Müller-Hof Newsletter – März 2023
art – AktuelleRechtsTipps
Vertriebsrecht: Neue Produkthaftungsvorschriften in Europa
Die gesetzlichen Regelungen zur Produkthaftung in den EU-Mitgliedstaaten beruhen auf der Produkthaftungsrichtlinie aus dem Jahr 1985. So auch das in Deutschland geltende Produkthaftungsgesetz. Danach ist der Hersteller eines Produkts verpflichtet, dem Geschädigten den Schaden zu ersetzen, wenn durch einen Fehler des Produkts jemand getötet, sein Körper oder seine Gesundheit verletzt oder eine Sache beschädigt wird. Im Falle der Sachbeschädigung gilt dies nur, wenn eine andere Sache als das fehlerhafte Produkt beschädigt wird und diese andere Sache ihrer Art nach gewöhnlich für den privaten Ge- oder Verbrauch bestimmt und hierzu von dem Geschädigten hauptsächlich verwendet worden ist. Auf ein Verschulden kommt es für die Haftung nicht an.
Am 28.09.2022 hat die EU-Kommission den Entwurf einer neuen Produkthaftungsrichtlinie vorgelegt. Auch weiterhin ist eine verschuldensunabhängige Haftung für fehlerhafte Produkte gegenüber natürlichen Personen vorgesehen. Die neuen Vorschriften werden aber an die neuen digitalen Technologien und an die Entwicklung in der Herstellung und dem Vertrieb von Produkten angepasst.
Wesentliche Neuerungen sind:
In der neuen Produkthaftungsrichtlinie wird ausdrücklich klargestellt, dass es sich bei Software und digitalen Produktionsdateien um „Produkte“ im Sinne der Richtlinie handelt.
Der Entwurf erweitert den Kreis der haftenden Personen. Bislang hafteten die Hersteller, die Quasi-Hersteller und die EWR-Importeure. Nun sollen auch Bevollmächtigte des Herstellers, Fulfillment-Dienstleister und unter bestimmten Voraussetzungen auch Einzelhändler und Betreiber von Online-Marktplätzen haften. Als Hersteller gelten des Weiteren auch Unternehmen, die ein Produkt nach Inverkehrbringen ohne Zustimmung des ursprünglichen Herstellers wesentlich verändern.
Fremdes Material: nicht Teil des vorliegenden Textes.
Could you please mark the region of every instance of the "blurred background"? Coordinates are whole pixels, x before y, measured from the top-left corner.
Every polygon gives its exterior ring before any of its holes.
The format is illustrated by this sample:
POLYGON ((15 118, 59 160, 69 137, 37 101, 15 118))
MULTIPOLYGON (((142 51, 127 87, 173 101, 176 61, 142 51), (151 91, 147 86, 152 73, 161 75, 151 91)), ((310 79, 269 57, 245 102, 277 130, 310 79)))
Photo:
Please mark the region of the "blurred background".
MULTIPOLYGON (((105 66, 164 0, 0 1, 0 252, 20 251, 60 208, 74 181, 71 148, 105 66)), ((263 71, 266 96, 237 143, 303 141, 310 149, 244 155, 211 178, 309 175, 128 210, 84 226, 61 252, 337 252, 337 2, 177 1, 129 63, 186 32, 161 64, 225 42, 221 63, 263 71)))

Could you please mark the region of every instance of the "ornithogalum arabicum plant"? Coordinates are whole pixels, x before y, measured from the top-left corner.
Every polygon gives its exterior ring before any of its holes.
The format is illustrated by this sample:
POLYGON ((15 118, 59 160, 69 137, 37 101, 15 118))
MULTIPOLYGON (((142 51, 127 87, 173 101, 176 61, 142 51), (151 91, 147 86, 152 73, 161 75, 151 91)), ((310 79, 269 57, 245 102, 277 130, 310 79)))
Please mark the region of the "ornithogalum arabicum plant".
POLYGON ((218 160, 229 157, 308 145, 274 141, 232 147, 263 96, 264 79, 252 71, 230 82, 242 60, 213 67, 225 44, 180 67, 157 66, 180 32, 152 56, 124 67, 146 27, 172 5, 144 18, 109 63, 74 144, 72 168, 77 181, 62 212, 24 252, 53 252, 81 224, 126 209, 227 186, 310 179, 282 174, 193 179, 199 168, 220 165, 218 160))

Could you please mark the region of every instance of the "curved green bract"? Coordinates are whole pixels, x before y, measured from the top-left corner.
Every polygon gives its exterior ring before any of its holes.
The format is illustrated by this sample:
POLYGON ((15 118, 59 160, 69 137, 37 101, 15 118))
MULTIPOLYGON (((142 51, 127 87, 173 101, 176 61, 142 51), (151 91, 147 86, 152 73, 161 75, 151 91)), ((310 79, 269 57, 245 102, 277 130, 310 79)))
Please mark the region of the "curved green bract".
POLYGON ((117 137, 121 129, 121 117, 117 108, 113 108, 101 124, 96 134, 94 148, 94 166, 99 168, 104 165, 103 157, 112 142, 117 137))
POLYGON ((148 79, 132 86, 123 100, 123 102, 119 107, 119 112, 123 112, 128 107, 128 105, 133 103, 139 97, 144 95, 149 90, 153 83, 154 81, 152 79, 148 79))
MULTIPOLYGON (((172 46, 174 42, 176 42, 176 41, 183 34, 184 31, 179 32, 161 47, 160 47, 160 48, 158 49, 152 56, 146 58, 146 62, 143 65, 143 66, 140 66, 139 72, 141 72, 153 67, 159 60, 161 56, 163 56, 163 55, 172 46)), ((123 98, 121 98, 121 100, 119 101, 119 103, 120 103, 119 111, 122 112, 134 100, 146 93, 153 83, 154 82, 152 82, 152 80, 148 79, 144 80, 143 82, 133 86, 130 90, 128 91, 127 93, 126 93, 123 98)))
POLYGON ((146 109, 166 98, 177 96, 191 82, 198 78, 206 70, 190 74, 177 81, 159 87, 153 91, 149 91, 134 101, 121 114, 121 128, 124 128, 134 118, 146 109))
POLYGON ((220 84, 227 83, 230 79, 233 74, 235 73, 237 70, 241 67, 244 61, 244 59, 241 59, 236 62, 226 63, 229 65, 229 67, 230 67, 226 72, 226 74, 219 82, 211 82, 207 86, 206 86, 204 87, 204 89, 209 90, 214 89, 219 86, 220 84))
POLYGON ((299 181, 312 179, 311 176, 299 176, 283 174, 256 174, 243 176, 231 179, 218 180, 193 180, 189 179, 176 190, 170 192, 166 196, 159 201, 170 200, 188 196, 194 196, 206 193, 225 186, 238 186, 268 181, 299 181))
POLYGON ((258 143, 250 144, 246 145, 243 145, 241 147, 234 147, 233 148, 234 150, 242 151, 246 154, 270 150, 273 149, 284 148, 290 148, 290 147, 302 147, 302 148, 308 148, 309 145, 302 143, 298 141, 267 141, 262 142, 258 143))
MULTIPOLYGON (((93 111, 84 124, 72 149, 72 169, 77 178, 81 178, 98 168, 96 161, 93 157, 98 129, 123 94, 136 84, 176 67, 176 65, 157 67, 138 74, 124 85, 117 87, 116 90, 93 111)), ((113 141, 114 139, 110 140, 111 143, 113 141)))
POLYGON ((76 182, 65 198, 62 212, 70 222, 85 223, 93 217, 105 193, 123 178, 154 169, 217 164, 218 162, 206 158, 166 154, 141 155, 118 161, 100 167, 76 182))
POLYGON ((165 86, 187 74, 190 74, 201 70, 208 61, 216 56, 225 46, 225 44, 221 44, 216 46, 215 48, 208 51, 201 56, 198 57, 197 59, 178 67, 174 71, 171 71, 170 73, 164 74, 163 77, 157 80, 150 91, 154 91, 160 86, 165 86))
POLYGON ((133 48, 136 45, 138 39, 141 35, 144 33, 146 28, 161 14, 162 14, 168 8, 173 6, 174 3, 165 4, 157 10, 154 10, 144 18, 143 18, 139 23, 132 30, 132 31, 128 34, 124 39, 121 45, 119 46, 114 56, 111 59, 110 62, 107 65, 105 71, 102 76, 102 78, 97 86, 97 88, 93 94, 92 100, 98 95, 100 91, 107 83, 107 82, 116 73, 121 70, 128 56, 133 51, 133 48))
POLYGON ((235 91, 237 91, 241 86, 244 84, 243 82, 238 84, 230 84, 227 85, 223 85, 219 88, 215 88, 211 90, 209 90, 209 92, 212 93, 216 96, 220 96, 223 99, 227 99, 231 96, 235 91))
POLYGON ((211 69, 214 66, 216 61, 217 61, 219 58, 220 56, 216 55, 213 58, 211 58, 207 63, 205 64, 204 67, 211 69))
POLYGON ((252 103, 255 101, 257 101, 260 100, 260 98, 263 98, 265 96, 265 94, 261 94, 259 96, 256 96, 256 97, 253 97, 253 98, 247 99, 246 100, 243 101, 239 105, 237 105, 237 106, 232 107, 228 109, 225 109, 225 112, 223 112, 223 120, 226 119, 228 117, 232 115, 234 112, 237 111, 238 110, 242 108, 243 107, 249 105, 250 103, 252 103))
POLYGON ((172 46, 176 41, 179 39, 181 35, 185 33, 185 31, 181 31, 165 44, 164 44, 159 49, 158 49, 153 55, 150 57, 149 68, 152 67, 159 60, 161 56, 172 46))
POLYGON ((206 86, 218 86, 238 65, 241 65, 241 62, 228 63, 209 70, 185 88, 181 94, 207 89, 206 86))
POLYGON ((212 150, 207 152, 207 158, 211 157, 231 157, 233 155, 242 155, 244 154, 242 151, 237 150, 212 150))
Ein Produkt ist fehlerhaft, wenn es nicht den berechtigten Sicherheitserwartungen eines durchschnittlichen Verbrauchers entspricht. Zu berücksichtigen sind die Anforderungen des Produktsicherheitsrechts, so auch der Cybersicherheit.
Der Begriff des ersatzfähigen Schadens wird erweitert auf den Verlust und die Verfälschung von Daten, die nicht ausschließlich für berufliche Zwecke verwendet werden.
Neu ist die Pflicht zur Offenlegung von Beweismitteln. Den nationalen Gerichten soll ermöglicht werden, auf Antrag des Geschädigten bzw. des Klägers anzuordnen, dass das Unternehmen die in seinem Besitz befindlichen relevanten Beweismittel offenlegen muss. Die Offenlegungspflicht setzt voraus, dass der Kläger die Wahrscheinlichkeit eines Schadensersatzanspruches hinreichend dargelegt hat.
Die Beweiserleichterungen für den Geschädigten werden erweitert. Dem Geschädigten soll mittels widerlegbarer Vermutungen die Durchsetzung von Schadensersatzansprüchen erleichtert werden.
Die Haftungshöchstgrenze von EUR 85 Mio. und der Selbstbehalt von EUR 500,00 für Sachschäden sollen entfallen.
Es muss abgewartet werden, was die finale Fassung der Produkthaftungsrichtlinie vorschreibt und wie die Vorgaben von den Mitgliedsstaaten umgesetzt werden. Der Entwurf sieht eine Umsetzungsfrist für die Mitgliedstaaten von zwölf Monaten ab Inkrafttreten vor.
Insgesamt wird der Anwendungsbereich der Produkthaftungsrichtlinie erheblich erweitert. Die Unternehmer werden zu überprüfen haben, ob sie den Risiken der Produkthaftung ausgesetzt sind, und sich frühzeitig darauf einstellen müssen. Auf dieser Grundlage müssen eventuell interne Regelungen, Abläufe und auch Haftpflichtversicherungen angepasst werden.